Thursday, October 24, 2013

Jim Grant: Another US 'Default' Inevitable

Jim Grant says that a US debt default is inevitable but not the way you usually think of it. In fact, we've 'defaulted' in our history a number of times. The default that I'm talking about is from inflation or 'devaluation' that dilutes the value of our currency and reduces the value paid to our foreign and domestic creditors.

A little history lesson: The dollar was defined in post US revolutionary time as 1/20th of an ounce of gold. This lasted until FDR, when he devalued to 1/35th of ounce of gold. That lasted until the Nixon administration where he abandoned the Bretton Woods accord (1971) and let the dollar price float and freed it altogether from it's anchor in gold. Today, one dollar is 1/1,325th of an ounce of gold. US prices since the formation of the Federal Reserve have risen 23 fold in 100 years, a 95% devaluation.

Although a good bit of dollar devaluation occurred after 1971 but also occurred during periods where the gold standard was in force.  But it is the rise of federal deficits, chronic trade imbalances, chronic current account imbalances and money printing that have occurred after 1971--all of which threatens another Great Depression.  We barely avoided depression in 2009.  Since nothing has been fixed, expect more crises and more brushes with disaster. 

The gold standard has many problems but those problems will pale in comparison to the troubles ahead with the "PhD standard."

From Jim Grant in the Washington Post:

The U.S. government defaulted after the Revolutionary War, and it defaulted at intervals thereafter. Moreover, on the authority of the chairman of the Federal Reserve Board, the government means to keep right on shirking, dodging or trimming, if not legally defaulting.

Default means to not pay as promised, and politics may interrupt the timely service of the government’s debts. The consequences of such a disruption could — as everyone knows by now — set Wall Street on its ear. But after the various branches of government resume talking and investors have collected themselves, the Treasury will have no trouble finding the necessary billions with which to pay its bills. The Federal Reserve can materialize the scrip on a computer screen.

Things were very different when America owed the kind of dollars that couldn’t just be whistled into existence. By 1790, the new republic was in arrears on $11,710,000 in foreign debt. These were obligations payable in gold and silver. Alexander Hamilton, the first secretary of the Treasury, duly paid them. In doing so, he cured a default.

Hamilton’s dollar was defined as a little less than 1/20 of an ounce of gold. So were those of his successors, all the way up to the administration of Franklin D. Roosevelt. But in the whirlwind of the “first hundred days” of the New Deal, the dollar came in for redefinition. The country needed a cheaper and more abundant currency, FDR said. By and by, the dollar’s value was reduced to 1/35 of an ounce of gold.
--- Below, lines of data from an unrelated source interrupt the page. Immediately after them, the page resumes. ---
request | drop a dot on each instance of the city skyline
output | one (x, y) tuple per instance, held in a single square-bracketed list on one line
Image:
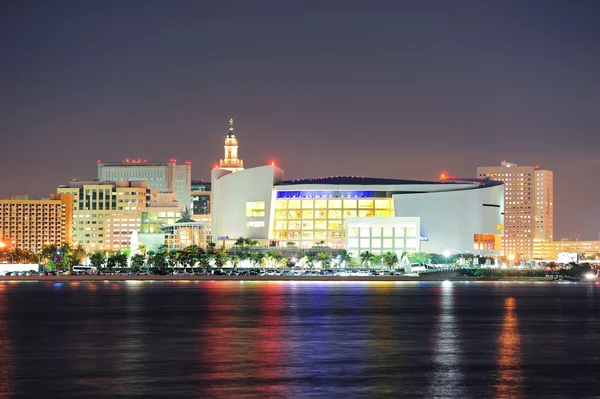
[(388, 90)]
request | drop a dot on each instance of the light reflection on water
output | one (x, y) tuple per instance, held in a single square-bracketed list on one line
[(296, 339)]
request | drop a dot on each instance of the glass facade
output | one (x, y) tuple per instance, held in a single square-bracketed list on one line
[(307, 222)]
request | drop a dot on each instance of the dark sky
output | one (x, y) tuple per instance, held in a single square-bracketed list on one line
[(401, 89)]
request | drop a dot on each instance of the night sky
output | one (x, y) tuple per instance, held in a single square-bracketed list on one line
[(403, 89)]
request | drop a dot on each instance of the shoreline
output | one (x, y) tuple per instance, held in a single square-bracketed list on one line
[(275, 278)]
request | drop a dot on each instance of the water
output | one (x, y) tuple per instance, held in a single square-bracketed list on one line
[(298, 339)]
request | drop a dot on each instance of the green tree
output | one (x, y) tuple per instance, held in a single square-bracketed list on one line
[(324, 258), (390, 259), (97, 259), (367, 258)]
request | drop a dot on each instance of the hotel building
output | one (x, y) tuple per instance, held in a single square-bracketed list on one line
[(105, 214), (528, 206), (30, 224), (167, 177), (359, 214)]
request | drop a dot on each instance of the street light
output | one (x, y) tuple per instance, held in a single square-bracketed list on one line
[(3, 245)]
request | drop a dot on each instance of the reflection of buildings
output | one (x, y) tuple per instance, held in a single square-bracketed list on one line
[(549, 250), (528, 205), (186, 232), (105, 214), (201, 200), (357, 213), (31, 224), (164, 177), (510, 381)]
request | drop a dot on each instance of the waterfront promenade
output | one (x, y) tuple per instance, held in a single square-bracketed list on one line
[(426, 277)]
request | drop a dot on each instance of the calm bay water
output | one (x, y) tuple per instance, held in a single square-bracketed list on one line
[(298, 339)]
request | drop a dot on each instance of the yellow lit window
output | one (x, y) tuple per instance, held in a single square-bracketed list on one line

By any fair definition, this was another default.  Creditors both domestic and foreign had lent dollars weighing just what the Founders had said they should weigh. They expected to be repaid in identical money.

Language to this effect — a “gold clause” — was standard in debt contracts of the time, including instruments binding the Treasury. But Congress resolved to abrogate those contracts, and in 1935 the Supreme Court upheld Congress.
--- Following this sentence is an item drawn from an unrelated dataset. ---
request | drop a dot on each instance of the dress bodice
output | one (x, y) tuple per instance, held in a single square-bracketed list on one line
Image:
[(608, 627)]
The “American default,” as this piece of domestic stimulus was known in foreign parts , provoked condemnation in the City of London. “One of the most egregious defaults in history,” judged the London Financial News. “For repudiation of the gold clause is nothing less than that. The plea that recent developments have created abnormal circumstances is wholly irrelevant. It was precisely against such circumstances that the gold clause was designed to safeguard bondholders.”

The lighter Roosevelt dollar did service until 1971, when President Richard M. Nixon lightened it again. In fact, Nixon allowed it to float. No longer was the value of the greenback defined in law as a particular weight of gold or silver. It became what it looked like: a piece of paper.

Yet the U.S. government continued to find trusting creditors. Since the Nixon 'default,' the public’s holdings of the federal debt have climbed from $303 billion to $11.9 trillion.

If today’s political impasse leads to another default, it will be a kind of technicality. Sooner or later, the Obama Treasury will resume writing checks. The question is what those checks will buy.

“Less and less,” is the Federal Reserve’s announced goal.  Under Chairman Ben Bernanke (with the full support of the presumptive chairman-to-be, Janet Yellen), the central bank has redefined price “stability” to mean a rate of inflation of 2 percent per annum. Any smaller rate of depreciation is an unsatisfactory showing to be met with a faster gait of money-printing, policymakers say.

In other words, the value of money has become an instrument of public policy, not an honest weight or measure. In such a setting, an old-time “default” is impossible. How can a creditor cry foul when the government to which he is lending has repeatedly said that the value of the money he lent will shrink?